Но и сама торопится, быстрым-быстрым шажком вносит в хату большущую раскалённую сковороду с яичницей. Добрая дюжина оранжевых желтков полыхает в шкворчащей магме душистого подсолнечного масла и пузырчатой белковой эмали.
— Ну, дармоеды, не зевай, — подгоняет дядя Коля. — Как полопаешь, так и потопаешь.
Едим без тарелок, прямо со сковороды, так проще и веселей. Примостившись на табуреточке в стороне от стола, тётя Нина удовлетворённо наблюдает за нашими стараниями.
— О, добрая идёт молотьба! — хвалит нас дядя Коля. — Нина, а где теперь стан стоит?
— За Перешорами, кажуть, у хутора Чикаленка, — вздыхает тётя Нина. Думаю, потому вздыхает, что Колик, старший её сын, трудится теперь на стане, далеко от родителей и домашней еды, и мы с Мишей вынуждены идти туда, чтобы отнести Колику чего-нибудь вкусного.

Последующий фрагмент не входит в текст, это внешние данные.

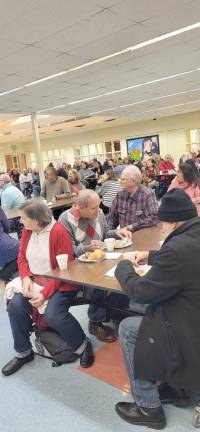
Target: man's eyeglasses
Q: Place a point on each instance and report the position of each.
(126, 178)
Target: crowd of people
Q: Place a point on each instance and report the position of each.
(112, 200)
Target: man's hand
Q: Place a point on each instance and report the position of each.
(123, 232)
(27, 287)
(96, 244)
(37, 301)
(140, 256)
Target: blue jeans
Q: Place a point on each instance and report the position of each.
(103, 300)
(57, 317)
(145, 393)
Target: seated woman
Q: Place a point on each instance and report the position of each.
(187, 179)
(9, 248)
(107, 188)
(74, 181)
(42, 240)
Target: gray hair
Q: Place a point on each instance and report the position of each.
(35, 209)
(5, 178)
(85, 196)
(133, 172)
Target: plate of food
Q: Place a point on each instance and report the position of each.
(121, 243)
(97, 256)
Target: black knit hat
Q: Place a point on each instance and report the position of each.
(176, 206)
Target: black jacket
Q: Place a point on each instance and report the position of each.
(168, 344)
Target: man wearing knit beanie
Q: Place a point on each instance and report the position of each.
(164, 345)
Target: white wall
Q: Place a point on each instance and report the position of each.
(172, 133)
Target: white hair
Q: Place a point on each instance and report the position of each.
(5, 178)
(85, 196)
(133, 172)
(185, 157)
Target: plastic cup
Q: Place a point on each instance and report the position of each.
(110, 244)
(62, 261)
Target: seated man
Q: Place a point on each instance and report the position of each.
(11, 196)
(87, 226)
(135, 206)
(54, 185)
(164, 345)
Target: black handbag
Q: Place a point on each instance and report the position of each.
(50, 345)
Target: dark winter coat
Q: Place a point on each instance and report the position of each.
(168, 344)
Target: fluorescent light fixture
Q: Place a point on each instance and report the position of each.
(45, 79)
(26, 119)
(11, 91)
(165, 36)
(176, 94)
(52, 108)
(120, 106)
(134, 86)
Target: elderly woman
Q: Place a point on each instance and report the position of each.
(107, 188)
(42, 240)
(74, 181)
(9, 248)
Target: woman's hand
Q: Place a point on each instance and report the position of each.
(95, 244)
(124, 232)
(140, 256)
(37, 301)
(27, 287)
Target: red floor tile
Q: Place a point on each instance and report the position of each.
(109, 367)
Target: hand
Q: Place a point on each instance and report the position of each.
(27, 287)
(37, 301)
(124, 232)
(95, 244)
(140, 256)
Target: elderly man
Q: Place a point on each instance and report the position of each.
(54, 185)
(88, 228)
(165, 344)
(135, 206)
(11, 196)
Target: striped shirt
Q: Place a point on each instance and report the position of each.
(108, 191)
(139, 210)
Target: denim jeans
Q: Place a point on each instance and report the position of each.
(145, 393)
(57, 317)
(104, 300)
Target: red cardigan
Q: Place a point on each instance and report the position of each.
(59, 243)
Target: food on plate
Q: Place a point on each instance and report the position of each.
(121, 243)
(98, 254)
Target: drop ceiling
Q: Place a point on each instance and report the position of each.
(39, 38)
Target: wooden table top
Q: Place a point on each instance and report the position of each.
(15, 213)
(93, 274)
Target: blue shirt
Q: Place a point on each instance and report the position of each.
(11, 197)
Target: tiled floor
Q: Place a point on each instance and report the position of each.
(39, 398)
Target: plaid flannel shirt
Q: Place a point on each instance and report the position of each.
(139, 210)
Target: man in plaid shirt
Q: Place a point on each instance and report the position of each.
(135, 206)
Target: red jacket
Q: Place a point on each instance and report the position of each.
(59, 243)
(165, 166)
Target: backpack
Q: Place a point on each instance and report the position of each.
(49, 344)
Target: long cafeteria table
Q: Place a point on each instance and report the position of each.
(93, 274)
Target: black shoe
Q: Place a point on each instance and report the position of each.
(87, 356)
(102, 332)
(168, 395)
(16, 363)
(153, 418)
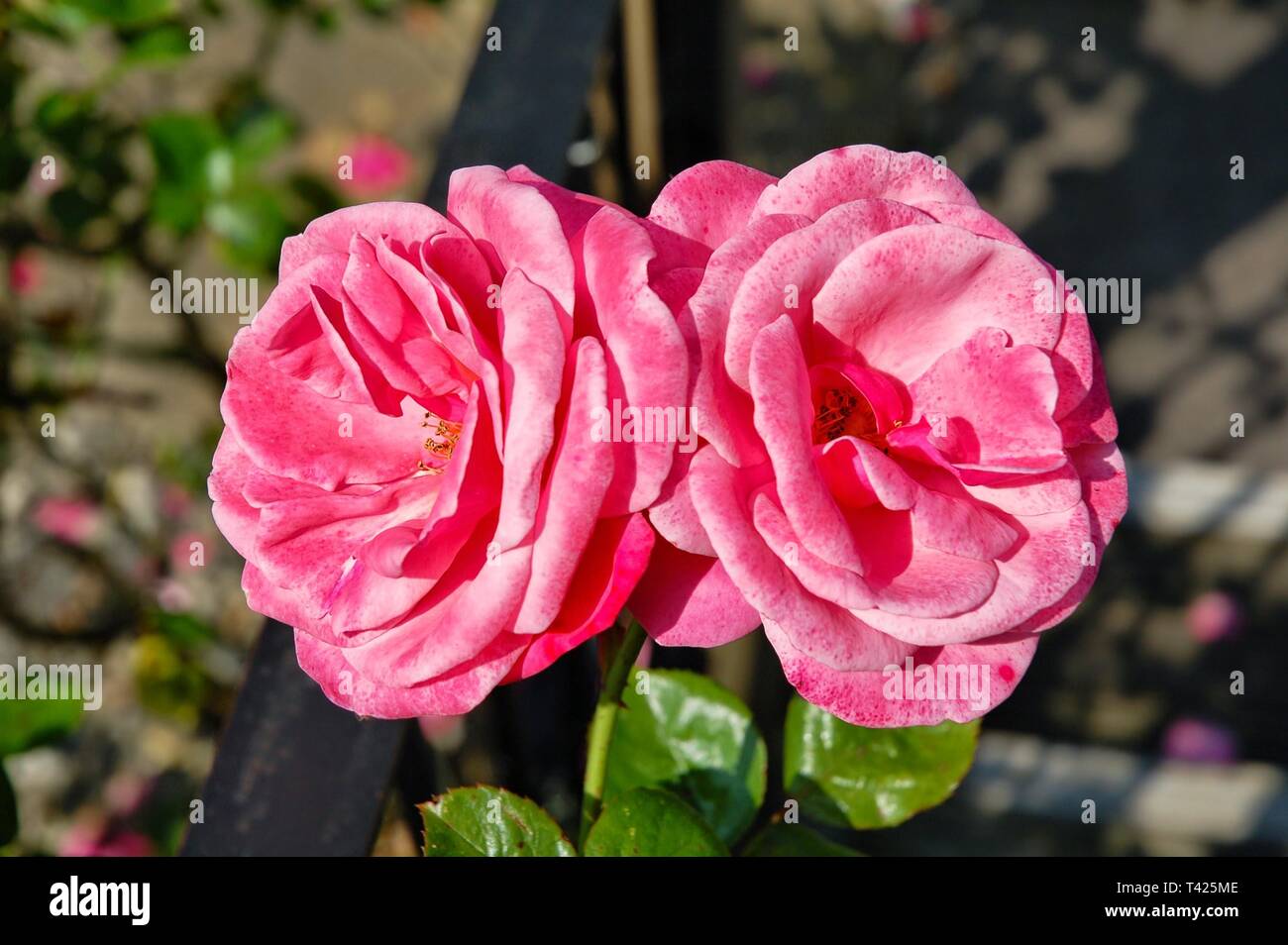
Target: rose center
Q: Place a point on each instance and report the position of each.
(844, 412)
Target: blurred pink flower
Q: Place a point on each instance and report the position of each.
(26, 271)
(1214, 615)
(181, 551)
(172, 596)
(67, 519)
(378, 166)
(1192, 739)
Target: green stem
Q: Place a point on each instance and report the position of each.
(601, 725)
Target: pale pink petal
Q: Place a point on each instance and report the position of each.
(647, 356)
(866, 698)
(859, 171)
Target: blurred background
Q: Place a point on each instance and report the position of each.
(133, 146)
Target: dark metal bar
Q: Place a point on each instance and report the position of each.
(294, 776)
(523, 103)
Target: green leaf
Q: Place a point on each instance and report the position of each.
(262, 137)
(647, 821)
(161, 46)
(121, 13)
(489, 821)
(30, 722)
(794, 840)
(181, 149)
(848, 776)
(690, 735)
(253, 227)
(8, 810)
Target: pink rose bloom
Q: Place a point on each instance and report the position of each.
(410, 467)
(907, 464)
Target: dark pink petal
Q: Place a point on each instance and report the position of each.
(610, 570)
(822, 628)
(450, 694)
(674, 515)
(688, 600)
(784, 419)
(709, 201)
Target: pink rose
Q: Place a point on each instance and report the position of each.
(408, 464)
(910, 467)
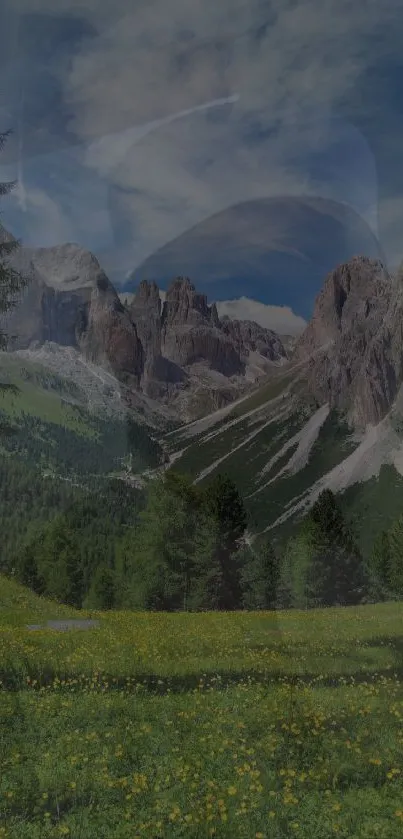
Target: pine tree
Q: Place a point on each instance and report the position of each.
(101, 595)
(380, 567)
(260, 577)
(224, 504)
(323, 565)
(395, 559)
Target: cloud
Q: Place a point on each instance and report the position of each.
(151, 174)
(280, 319)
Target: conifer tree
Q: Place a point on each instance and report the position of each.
(11, 284)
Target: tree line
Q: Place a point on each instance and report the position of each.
(181, 547)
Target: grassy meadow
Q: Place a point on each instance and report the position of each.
(251, 725)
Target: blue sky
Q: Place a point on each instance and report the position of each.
(134, 122)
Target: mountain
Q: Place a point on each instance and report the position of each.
(332, 417)
(222, 394)
(279, 248)
(179, 355)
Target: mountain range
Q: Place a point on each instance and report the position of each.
(223, 394)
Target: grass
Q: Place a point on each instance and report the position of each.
(227, 725)
(37, 400)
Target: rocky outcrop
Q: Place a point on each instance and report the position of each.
(191, 331)
(351, 346)
(250, 337)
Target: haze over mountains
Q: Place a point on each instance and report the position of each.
(284, 417)
(175, 352)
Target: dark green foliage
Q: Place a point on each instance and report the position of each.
(260, 577)
(379, 568)
(322, 564)
(65, 452)
(223, 503)
(102, 594)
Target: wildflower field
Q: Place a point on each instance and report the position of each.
(254, 725)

Но нам-то предстоящее поручение нисколько не в тягость. Как не постараться для двоюродного братишки, думаю я. К тому же очень хочется поглядеть на этот самый стан, где молотят зерно. Само слово «стан» меня волнует. От него веет чем-то древним. Будто там какое-то племя овеянных горячими ветрами воинов стало в ожидании битвы.
— Здрасьте! — вдруг отрывисто произносит дядя Коля и поднимает глаза на дверь.
Я оборачиваюсь, и краска стыда заливает мне щёки, потому что там стоит и смотрит на меня добрыми своими и грустными глазами мамина старшая сестра.
— Тётя Лиза…
Она привлекает моё лицо к своей большой мягкой груди, целует в лоб, в губы, гладит по голове, шмыгает носом.
— Юрычок, сыночок… прыихав… А я тильки у пивничь вэрнулась с того… заготзэрна, а Ефим кажэ: Юрычок прыихав… Та дай же я подывлюсь на тэбэ.
Вот-вот она заплачет, и мне почему-то так жалко её, так не по себе из-за того, что не забежал к ним с утра хоть на минутку — поздороваться, передать привет и гостинчики из Москвы. Ведь они живут совсем рядом, в соседней хате, в той самой, где мы с мамой жили после войны. Тыльная стена этой хаты хорошо видна в открытую дверь. А я не зашёл!